Литмир - Электронная Библиотека

18 декабря 1965 года. Израсходовал много бумаги на новые заметки по истории окна. Собрал богатый урожай из разных средневековых летописей. По такому случаю впервые за многие годы перечитал средневековых монахов Ноткера и Эйнгарда. Меня поразило, насколько их портреты Карла Великого служат неким образцом добродетели. Классические и христианские нормы причудливым образом перемешались и создали идеальный образ великого правителя. Какая целостность и простота в Средние века!

19 декабря 1965 года. Сегодня вечером Надысев неожиданно и в нарушение всех правил принес мне телеграмму от Альберта. Он выиграл первый приз в размере 25 000 марок в конкурсе на проект города-спутника; участвовали сорок семь архитекторов.

— Но у меня есть еще один сюрприз, — сказал русский полковник и протянул мне напечатанное приглашение на лекцию Альберта во Франкфурте и несколько фотографий с макетами победившего проекта. — Вы счастливы? — спросил Надысев.

19 декабря 1965 года. Сегодня Джордж Райнер вернулся из Лондона и сказал, что ходил на экскурсию в Тауэр. Ему показали комнату, в которой, как объяснил экскурсовод, некоторое время держали под арестом Гесса.

— Что? Он был в Тауэре? — воскликнул Ширах. — Какая честь! Туда сажают только государственных преступников и изменников родины.

Немного подумав, он добавил:

— Я бы многое отдал, чтобы посидеть там хотя бы две недели!

22 декабря 1965 года. Сегодня я попросил западных директоров сдвинуть время отхода ко сну с десяти на одиннадцать часов. Моя цель — нарушить неизменный ежедневный ритм, к которому я привык за столько лет.

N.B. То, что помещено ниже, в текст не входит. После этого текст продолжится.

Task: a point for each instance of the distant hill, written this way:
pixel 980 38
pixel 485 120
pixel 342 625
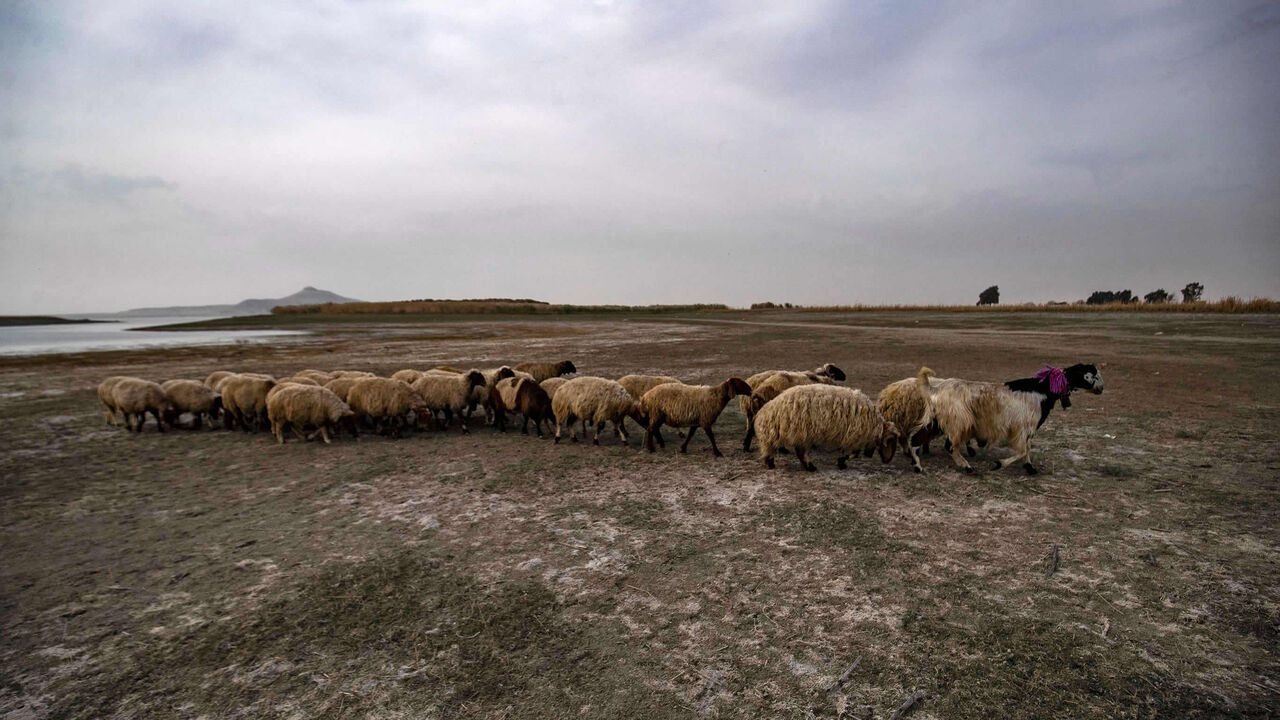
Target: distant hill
pixel 252 306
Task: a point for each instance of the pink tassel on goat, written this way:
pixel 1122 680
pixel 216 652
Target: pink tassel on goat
pixel 1057 383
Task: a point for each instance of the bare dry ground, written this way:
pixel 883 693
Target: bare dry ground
pixel 218 574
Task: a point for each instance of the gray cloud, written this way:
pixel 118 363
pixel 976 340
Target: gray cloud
pixel 632 151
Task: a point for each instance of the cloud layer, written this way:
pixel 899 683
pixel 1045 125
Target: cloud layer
pixel 156 153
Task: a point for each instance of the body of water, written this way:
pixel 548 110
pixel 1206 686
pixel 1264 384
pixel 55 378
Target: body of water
pixel 41 340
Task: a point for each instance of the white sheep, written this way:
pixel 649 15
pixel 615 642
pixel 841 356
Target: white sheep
pixel 595 401
pixel 1008 413
pixel 195 397
pixel 135 397
pixel 245 400
pixel 909 405
pixel 449 393
pixel 387 402
pixel 832 417
pixel 301 406
pixel 769 383
pixel 688 406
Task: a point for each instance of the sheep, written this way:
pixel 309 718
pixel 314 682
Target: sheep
pixel 342 386
pixel 307 406
pixel 387 401
pixel 909 405
pixel 195 397
pixel 449 393
pixel 595 401
pixel 104 393
pixel 245 400
pixel 552 384
pixel 833 417
pixel 407 376
pixel 135 397
pixel 211 381
pixel 480 393
pixel 1009 413
pixel 768 384
pixel 640 384
pixel 543 370
pixel 524 396
pixel 688 406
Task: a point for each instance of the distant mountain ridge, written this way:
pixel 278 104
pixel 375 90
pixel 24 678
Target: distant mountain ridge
pixel 252 306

Когда русских не будет на дежурстве, сказали западные директора, отбой можно перенести. Но всего через несколько дней я обнаружил, что мне трудно бодрствовать после одиннадцати часов.

27 декабря 1965 года. Сочувствующие охранники позволили мне оставить у себя радиоприемник на четыре дня. Вдобавок, в Рождество часто включали проигрыватель. Таким образом, за эти четыре дня я семнадцать часов слушал музыку. Странное желание довести себя до беспамятства.

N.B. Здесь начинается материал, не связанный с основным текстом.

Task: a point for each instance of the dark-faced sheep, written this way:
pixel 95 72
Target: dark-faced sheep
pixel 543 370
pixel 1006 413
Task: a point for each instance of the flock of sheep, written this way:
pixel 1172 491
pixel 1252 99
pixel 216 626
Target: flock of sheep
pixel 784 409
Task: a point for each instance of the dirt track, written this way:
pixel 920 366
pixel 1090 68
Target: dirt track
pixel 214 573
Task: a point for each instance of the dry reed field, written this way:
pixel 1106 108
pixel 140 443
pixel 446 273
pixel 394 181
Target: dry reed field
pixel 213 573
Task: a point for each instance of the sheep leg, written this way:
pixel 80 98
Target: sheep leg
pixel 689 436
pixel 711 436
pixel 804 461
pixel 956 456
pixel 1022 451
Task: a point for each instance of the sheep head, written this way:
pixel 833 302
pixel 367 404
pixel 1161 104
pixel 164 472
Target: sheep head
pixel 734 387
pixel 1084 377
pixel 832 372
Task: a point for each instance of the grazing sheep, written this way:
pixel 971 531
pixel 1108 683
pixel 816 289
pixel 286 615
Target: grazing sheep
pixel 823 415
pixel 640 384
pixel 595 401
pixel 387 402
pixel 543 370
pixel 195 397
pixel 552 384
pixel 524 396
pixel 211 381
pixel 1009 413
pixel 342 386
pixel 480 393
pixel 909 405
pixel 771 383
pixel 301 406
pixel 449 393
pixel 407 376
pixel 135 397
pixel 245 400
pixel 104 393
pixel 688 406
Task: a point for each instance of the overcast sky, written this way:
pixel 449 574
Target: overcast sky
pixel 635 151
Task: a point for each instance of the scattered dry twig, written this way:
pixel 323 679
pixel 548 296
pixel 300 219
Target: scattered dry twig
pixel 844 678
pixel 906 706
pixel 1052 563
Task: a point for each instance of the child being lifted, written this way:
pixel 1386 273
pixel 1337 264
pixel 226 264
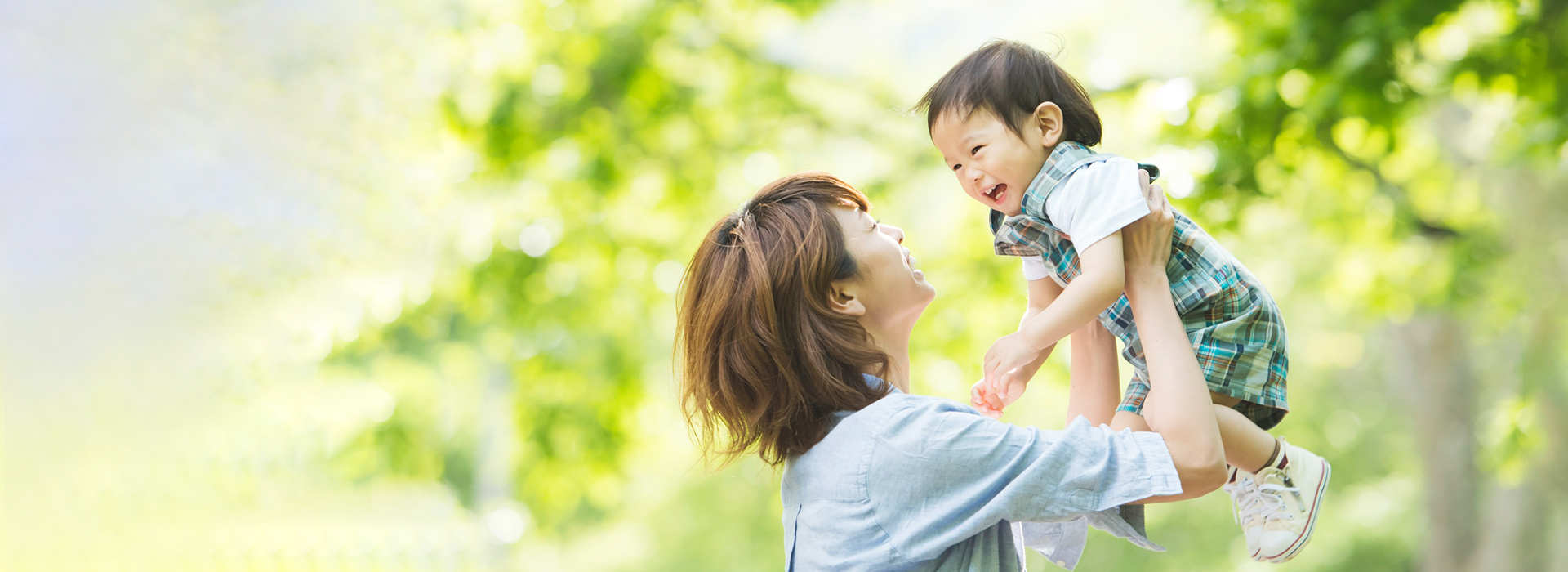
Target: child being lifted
pixel 1017 131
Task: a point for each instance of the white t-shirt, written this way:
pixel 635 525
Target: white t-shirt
pixel 1095 201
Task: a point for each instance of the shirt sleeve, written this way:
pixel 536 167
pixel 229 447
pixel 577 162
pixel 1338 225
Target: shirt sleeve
pixel 947 476
pixel 1097 201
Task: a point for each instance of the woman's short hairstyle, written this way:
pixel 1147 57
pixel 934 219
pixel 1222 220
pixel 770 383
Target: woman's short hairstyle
pixel 1010 80
pixel 763 358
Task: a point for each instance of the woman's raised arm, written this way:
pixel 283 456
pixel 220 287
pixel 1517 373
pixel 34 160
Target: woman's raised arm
pixel 1178 406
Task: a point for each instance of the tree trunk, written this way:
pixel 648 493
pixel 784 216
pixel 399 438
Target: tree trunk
pixel 1431 370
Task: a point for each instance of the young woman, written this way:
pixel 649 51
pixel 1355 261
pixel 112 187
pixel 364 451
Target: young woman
pixel 795 320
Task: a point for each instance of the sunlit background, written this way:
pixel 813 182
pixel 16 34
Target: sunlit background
pixel 388 286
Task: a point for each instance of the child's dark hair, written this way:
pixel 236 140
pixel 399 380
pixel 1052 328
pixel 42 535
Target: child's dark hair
pixel 1010 80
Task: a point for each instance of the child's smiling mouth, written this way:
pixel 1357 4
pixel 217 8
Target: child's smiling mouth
pixel 996 193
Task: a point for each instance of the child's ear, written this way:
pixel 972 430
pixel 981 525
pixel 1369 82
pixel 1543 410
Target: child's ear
pixel 843 298
pixel 1048 116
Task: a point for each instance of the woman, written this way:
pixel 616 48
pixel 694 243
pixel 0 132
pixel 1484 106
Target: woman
pixel 794 337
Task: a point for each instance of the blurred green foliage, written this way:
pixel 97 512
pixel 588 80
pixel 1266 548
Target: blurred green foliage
pixel 1375 160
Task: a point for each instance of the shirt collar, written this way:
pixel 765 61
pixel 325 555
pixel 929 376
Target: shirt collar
pixel 875 381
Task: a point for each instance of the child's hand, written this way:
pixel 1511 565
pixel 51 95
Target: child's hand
pixel 1007 369
pixel 980 399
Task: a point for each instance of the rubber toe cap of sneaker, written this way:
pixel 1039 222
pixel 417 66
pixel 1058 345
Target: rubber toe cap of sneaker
pixel 1275 543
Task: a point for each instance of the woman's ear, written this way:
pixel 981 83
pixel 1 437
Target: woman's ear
pixel 1048 116
pixel 843 300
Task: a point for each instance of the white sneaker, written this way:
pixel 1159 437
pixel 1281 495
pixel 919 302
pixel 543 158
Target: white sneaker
pixel 1245 505
pixel 1286 503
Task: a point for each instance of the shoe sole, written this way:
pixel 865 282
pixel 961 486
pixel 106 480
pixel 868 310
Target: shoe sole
pixel 1312 522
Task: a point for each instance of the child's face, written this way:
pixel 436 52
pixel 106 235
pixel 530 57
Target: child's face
pixel 993 165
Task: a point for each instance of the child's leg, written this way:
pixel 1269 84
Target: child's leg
pixel 1247 445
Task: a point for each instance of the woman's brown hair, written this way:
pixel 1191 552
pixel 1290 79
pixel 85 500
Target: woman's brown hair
pixel 763 358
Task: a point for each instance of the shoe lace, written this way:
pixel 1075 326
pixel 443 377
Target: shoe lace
pixel 1245 500
pixel 1271 495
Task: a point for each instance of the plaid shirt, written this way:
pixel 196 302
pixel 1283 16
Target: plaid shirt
pixel 1235 326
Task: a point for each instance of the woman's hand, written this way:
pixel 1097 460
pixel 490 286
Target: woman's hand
pixel 1147 242
pixel 1009 365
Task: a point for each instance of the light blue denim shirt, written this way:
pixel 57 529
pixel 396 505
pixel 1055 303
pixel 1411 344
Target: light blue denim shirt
pixel 921 483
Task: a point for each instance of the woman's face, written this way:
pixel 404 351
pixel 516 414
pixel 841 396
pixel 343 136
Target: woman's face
pixel 889 288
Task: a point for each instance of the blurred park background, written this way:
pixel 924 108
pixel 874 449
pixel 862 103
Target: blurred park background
pixel 388 286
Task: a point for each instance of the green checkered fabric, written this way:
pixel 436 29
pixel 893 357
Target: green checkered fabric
pixel 1235 326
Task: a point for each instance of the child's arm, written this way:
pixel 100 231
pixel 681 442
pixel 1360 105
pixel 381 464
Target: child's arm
pixel 1041 293
pixel 1097 287
pixel 1094 391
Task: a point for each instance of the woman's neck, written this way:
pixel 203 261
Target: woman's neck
pixel 896 343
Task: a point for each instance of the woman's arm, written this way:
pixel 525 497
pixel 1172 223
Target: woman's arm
pixel 1178 406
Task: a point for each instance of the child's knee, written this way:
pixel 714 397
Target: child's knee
pixel 1223 400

31 декабря 1965 года. Несколько дней обрубаю ветки, подрезаю деревья, подстригаю кусты — собираю дрова для большого костра. Горит великолепно.

1 января 1966 года. В полночь встал на стул и любовался в окно под потолком моей камеры на редкие вспышки салюта, который устроил британский гарнизон. Странно, пока смотрел, забыл, что это мой последний новогодний фейерверк в Шпандау.

Утром мы с Ширахом вместе гуляли по дорожке. Через весь сад к нам подошел Ростлам и пожелал счастливого Нового года. Потом добавил, как бы невзначай:

— Полагаю, это ваш последний Новый год в тюрьме. Как знать?

После его ухода Ширах с испугом повернулся ко мне.

— Вы слышали? Они что-то замышляют.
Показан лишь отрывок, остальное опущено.